The combination of perfect weather and a raised garden bed filled with well composted horse and chicken shit has given us a glut of jalapeños. We only put in two plants, which usually gives us barely enough to make some salsa. This year we have jalapeños coming outa our asses (literally and figuratively).
So, any ideas? Roast some and put in olive oil?
Also, tonight I stuffed a bunch but I’m having second thoughts. I halved, de-seeded and filled with goat cheese, minced Irish bacon*, minced garlic, fresh basil and parsley. I topped them with panko crumbs and put them in the refrigerator. It was a totally made up what-I-had-on-hand kinda thing.
How would you cook them? I’m worried that I don’t have enough there to hold the cheese together. :(. Try to bake? Grill?
*Irish bacon was a gift, from an upscale butcher shop along with English bangers (already eaten) and chicken chorizo. It looks and cooks kinda like Canadian bacon.
Well, among a million possibilities, one is to wait for some of them to turn red and make hot sauce out of them. You can also dry them at this point. And they freeze okay, provided you use them in something that gets cooked.
You could slice rings and freeze them or pickle them. You can make poppers and freeze them. You can make jalapeno hot sauce. You can make jalapeno ice cream. You can jalapeno liqueur. You can dry them. You can smoke them (no, not like that). You can make pepper spray.

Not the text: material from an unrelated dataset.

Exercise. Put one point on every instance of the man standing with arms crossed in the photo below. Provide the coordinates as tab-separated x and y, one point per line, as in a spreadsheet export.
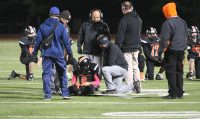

Pickled red onions with jalapenos are a great addition to sandwiches, tacos, omelettes, salads or just about anything you want to add some crunchy spicy veggies to.
Also, pickled carrot slices, cauliflower florets and jalapeno slices are an awesome snack! There are few tasty treats easier to make than pickled veggies.
Peppers in general freeze really well. If you remove the stem you can either 1/2 them lengthwise of slice them into rounds, then pick out the seeds (for some reason the seeds never seem to freeze well for me), but you can leave the pith if you want to keep the heat.
I freeze them on a tray before bagging them and I’ve defrosted peppers done this way that are 6 months old and when thawed they actually retained a good bit of crunch.
Oh, another possibility. When you have the grill going, roast a whole mess of them, peel them and seed them, and freeze the roasted peppers to use in your stews to give them a spicy and smoky pepper or when you want to make a chili verde type dish.